Far better would be a capability-based sandbox API in the browser (like the Node.JS one: https://nodejs.org/api/vm.html#vm_vm_createcontext_sandbox_o...) that also supports filters like "stack depth" to limit infinite recursion, and/or some sort of opcount to limit other nonterminating functions. Combine those two things, and you have at least a way to secure arbitrary code you want to eval.
I think that most people with a real/non-insane need for such a service would be willing to pay a fair amount of performance (e.g. introducing an Erlang-esque reduction count idea to code inside the sandbox) to get it working safely.
Mind you, even if that existed it'd be hard to use correctly; people would try to safe-eval code, fail, and open up over-promiscuous capabilities (just like redis: http://antirez.com/news/118), putting us back at square one. For many purposes, though, it would be a very interesting and powerful tool when wielded carefully.
While fun, I do hope this is a joke, since as other comments have said, it’s fairly straight-forward to make a DSL for the given problems that this could solve. Beyond that, this would never be safe from syntax mutations in new versions of ECMAScript and sadly would cause issues similar to the recent smoosh controversy (where a common library implemented `flatten` in a way that was incompatible with the new ES specification).
At this point, why not just implement a restricted interpreter in JS with a simple language. As soon as you do anything non-trival you're going to want variables and function calls.
`(a)` isn't allowed because letters aren't allowed, and you can't put a number in the argument location (e.g. `((1) => 2)(3)` doesn't parse as valid JS).

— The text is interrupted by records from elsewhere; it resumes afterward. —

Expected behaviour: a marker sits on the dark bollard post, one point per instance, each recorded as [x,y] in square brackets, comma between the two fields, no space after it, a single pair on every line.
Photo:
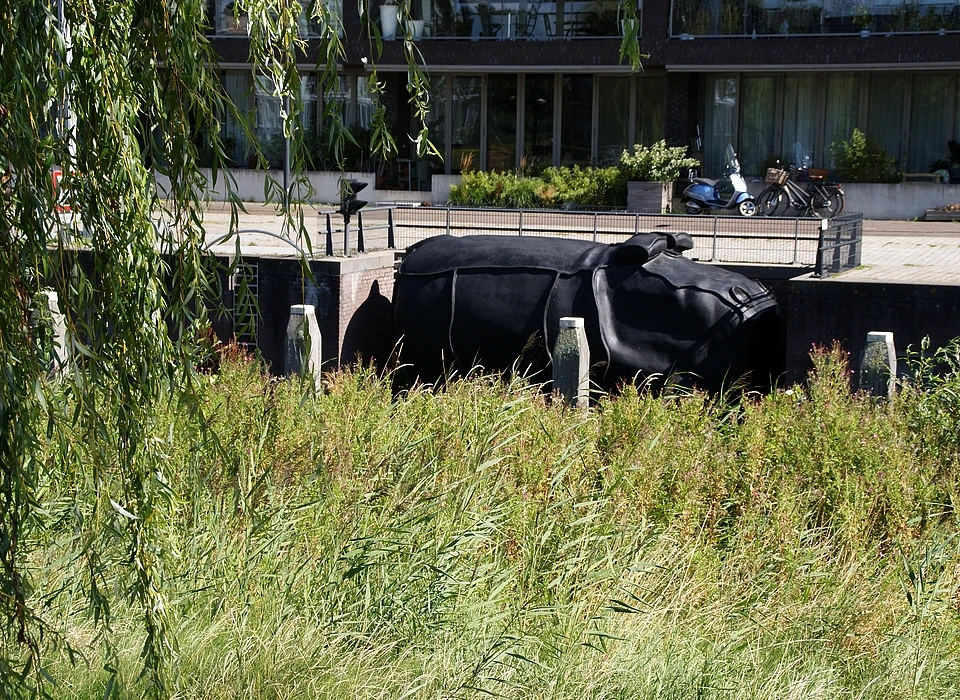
[303,343]
[360,232]
[571,363]
[329,237]
[878,369]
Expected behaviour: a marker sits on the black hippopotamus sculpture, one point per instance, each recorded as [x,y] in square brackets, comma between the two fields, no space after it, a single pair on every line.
[496,302]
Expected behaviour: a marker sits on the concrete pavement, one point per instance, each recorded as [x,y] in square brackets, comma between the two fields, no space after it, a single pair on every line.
[910,252]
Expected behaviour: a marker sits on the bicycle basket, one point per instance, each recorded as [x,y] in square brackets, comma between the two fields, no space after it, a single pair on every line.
[775,176]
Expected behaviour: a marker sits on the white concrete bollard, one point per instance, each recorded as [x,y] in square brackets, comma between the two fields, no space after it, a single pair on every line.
[303,343]
[571,363]
[57,346]
[878,370]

I agree that safe eval and safe JSON parsing should be higher class citizens in the JS world. Just curious, is this (one of the reasons) why companies like Salesforce introduce an alternate language such as VisualForce, to have more control over safety? It would be nice to not have to force users to learn a new language to enable dynamic runtime features. I feel that it’s near impossible to outsmart all bad actors, but it would be nice to enable full user creativity by allowing access to an existing language.
If you really wanted to do this you could avoid a whole bunch of badness by spawning a worker, clearing out all the timer and networking APIs and just evaluate the script there.

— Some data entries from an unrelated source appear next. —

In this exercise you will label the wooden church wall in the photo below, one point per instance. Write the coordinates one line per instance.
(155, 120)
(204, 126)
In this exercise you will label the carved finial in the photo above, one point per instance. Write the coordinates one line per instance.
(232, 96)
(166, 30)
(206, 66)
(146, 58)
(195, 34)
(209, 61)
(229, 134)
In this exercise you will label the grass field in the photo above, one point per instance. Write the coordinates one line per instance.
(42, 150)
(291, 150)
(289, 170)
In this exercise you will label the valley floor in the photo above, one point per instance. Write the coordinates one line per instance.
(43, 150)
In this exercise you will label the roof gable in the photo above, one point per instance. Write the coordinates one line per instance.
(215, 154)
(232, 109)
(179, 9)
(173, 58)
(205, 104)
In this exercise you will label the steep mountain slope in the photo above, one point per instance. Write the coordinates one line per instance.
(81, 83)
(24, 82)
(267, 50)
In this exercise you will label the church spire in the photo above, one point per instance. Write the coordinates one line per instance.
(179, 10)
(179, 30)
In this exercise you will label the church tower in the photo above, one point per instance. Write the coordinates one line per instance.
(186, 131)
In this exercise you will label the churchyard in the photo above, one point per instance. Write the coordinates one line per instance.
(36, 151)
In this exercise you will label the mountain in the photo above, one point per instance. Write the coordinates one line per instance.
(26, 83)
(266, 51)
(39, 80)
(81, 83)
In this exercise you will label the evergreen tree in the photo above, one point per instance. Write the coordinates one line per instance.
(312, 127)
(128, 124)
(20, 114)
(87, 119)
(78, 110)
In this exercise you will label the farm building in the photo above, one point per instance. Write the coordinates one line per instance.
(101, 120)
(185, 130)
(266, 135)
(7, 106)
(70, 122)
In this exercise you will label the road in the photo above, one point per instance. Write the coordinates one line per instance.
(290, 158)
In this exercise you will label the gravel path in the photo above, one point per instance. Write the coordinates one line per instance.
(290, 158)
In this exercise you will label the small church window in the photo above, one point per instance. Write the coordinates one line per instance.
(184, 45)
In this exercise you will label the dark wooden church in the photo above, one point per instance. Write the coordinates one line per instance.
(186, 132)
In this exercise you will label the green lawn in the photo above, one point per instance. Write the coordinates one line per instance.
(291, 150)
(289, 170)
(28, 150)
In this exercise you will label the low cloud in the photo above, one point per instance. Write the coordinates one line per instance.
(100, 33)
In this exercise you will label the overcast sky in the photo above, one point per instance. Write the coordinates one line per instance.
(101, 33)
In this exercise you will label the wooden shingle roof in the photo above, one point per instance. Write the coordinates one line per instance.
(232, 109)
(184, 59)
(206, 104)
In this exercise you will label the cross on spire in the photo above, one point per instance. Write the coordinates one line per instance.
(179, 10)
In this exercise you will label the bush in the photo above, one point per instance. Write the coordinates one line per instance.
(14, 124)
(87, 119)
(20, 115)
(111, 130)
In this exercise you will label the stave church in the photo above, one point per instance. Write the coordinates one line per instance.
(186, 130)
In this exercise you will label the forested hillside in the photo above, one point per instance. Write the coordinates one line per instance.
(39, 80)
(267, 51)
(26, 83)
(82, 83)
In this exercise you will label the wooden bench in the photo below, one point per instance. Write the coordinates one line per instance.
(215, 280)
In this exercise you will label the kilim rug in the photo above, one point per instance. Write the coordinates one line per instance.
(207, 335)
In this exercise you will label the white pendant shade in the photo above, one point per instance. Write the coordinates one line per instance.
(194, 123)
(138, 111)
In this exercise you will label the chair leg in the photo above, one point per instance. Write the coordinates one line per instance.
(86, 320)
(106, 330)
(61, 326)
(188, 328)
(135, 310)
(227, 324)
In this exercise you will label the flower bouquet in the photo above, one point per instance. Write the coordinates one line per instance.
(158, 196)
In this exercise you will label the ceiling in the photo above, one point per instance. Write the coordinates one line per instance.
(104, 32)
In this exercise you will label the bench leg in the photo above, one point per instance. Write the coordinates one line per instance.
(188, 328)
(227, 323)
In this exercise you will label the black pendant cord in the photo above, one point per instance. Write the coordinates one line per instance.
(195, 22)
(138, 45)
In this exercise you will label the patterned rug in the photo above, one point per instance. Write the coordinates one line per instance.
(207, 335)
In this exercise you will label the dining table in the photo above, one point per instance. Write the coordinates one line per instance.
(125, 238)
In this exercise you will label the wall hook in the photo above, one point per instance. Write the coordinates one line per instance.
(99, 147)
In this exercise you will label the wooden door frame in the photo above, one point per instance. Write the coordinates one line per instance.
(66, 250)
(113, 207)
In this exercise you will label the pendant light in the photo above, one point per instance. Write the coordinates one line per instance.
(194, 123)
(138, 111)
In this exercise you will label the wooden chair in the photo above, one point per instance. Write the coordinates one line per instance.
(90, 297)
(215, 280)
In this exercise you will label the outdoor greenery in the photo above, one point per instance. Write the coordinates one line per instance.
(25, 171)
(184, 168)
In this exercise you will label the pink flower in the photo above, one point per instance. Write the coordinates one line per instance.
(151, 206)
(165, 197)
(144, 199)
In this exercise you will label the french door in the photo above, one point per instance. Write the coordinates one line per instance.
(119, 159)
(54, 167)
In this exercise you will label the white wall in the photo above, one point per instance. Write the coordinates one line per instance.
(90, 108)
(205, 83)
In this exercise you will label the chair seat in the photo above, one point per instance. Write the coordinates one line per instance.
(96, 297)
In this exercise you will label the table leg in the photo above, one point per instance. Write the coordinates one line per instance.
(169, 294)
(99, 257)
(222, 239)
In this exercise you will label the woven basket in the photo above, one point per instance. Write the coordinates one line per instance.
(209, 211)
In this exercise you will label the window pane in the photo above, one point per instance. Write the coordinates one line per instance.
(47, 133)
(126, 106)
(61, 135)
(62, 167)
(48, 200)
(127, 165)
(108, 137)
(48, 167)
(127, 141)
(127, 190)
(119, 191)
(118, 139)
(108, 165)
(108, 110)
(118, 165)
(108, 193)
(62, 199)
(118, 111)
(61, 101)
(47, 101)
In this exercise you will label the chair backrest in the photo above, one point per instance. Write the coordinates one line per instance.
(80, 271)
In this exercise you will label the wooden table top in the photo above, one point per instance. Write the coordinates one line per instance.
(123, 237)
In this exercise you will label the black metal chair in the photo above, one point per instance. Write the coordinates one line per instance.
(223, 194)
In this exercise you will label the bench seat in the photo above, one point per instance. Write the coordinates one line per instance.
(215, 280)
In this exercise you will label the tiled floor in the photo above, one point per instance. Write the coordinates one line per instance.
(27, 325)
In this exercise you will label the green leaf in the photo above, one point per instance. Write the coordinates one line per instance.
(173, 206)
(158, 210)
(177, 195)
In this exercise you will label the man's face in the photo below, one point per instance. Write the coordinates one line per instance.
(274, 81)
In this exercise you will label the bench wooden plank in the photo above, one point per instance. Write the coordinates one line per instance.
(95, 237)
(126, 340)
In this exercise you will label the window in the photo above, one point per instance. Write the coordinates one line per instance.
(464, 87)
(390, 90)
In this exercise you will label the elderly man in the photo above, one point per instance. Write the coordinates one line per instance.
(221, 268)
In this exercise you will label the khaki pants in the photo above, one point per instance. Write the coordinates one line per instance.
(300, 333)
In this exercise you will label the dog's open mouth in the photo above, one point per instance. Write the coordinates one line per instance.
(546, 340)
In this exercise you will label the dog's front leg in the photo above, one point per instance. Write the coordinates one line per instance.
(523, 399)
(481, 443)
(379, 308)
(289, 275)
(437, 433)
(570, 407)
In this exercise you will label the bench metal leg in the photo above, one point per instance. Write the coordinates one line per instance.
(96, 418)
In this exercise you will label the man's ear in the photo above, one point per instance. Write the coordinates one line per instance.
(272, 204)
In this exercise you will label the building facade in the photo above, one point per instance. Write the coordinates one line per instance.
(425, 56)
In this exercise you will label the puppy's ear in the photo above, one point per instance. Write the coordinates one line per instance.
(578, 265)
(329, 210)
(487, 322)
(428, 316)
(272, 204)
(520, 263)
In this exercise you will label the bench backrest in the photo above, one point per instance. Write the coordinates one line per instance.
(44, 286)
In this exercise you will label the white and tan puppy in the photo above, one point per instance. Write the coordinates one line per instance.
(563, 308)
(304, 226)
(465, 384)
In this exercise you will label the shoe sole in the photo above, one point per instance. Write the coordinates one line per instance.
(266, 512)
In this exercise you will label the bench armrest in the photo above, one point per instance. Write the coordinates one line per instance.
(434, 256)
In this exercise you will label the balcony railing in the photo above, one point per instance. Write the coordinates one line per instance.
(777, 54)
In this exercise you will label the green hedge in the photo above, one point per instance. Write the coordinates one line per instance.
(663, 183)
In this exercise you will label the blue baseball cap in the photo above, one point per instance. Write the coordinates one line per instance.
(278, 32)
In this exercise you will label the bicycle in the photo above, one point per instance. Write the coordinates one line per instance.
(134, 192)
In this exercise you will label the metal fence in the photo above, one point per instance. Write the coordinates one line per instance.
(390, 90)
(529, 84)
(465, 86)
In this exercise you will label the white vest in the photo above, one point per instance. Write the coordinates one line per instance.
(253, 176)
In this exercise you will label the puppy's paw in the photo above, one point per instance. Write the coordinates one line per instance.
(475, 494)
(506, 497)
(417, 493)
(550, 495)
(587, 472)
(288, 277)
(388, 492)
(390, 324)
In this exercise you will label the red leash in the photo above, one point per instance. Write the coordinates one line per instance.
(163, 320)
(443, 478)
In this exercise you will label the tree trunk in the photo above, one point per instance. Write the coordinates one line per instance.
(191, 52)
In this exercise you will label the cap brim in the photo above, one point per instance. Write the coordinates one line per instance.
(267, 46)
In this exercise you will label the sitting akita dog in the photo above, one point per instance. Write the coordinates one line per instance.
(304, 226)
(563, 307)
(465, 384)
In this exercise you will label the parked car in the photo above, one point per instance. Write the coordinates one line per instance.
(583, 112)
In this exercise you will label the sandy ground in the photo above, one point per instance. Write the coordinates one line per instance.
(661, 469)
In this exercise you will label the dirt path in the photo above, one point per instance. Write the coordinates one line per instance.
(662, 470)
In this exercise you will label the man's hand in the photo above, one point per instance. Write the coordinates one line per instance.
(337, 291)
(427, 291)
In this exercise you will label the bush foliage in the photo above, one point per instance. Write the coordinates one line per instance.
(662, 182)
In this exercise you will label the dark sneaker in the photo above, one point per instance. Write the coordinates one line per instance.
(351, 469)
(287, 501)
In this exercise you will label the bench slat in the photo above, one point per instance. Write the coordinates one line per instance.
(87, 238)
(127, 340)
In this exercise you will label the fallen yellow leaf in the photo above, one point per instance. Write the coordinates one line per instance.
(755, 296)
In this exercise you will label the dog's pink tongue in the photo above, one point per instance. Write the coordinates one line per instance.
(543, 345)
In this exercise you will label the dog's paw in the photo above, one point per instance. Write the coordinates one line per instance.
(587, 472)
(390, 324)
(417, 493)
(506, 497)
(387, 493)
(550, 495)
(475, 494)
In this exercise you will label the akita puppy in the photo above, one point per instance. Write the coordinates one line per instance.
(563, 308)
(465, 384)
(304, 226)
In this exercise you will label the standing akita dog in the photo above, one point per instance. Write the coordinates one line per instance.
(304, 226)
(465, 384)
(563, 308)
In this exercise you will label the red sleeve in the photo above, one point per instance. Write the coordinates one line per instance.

Infinite loops etc could still happen but they would not significantly effect your page and the worker gets killed when the user navigates.
As far as their regex goes I’m not sure it actually prevents the wonders of [] based programming.
Python has ast.literal_eval built into the standard library, which is a pure Python lexer/parser/evaluator for Python syntax. So you don't have to write your own lexer and parser and so on. It's somewhat slower though, being written in pure Python.
Wouldn't doing `eval` in a service worker provide an even greater level of safety? Might even be enough to drop some of the character restrictions, if the use case was broader than the one here.
An answer on StackOverflow https://stackoverflow.com/a/26488003 claims that web workers count as same origin, but you can totally solve this use case with <iframe sandbox>. (And other answers say that sites like JSFiddle do exactly this.)
There's an example of using this for untrusted eval in the linked HTML5Rocks post: https://www.html5rocks.com/en/tutorials/security/sandboxed-i... The amount of code involved is pretty minimal and doesn't involve opaque regexes, so something like that is probably the actual best option for someone who wants safe eval.
That StackOverflow user also has their own library that does this using a sandboxed iframe and a web worker: https://github.com/asvd/jailed
This is what I do for a "learn to code" game I'm building. The sandboxed Web worker is served with CSP headers and only interacts with the main part of the page through worker messages.
This use case doesn't seem to me to be one that's likely to arise often.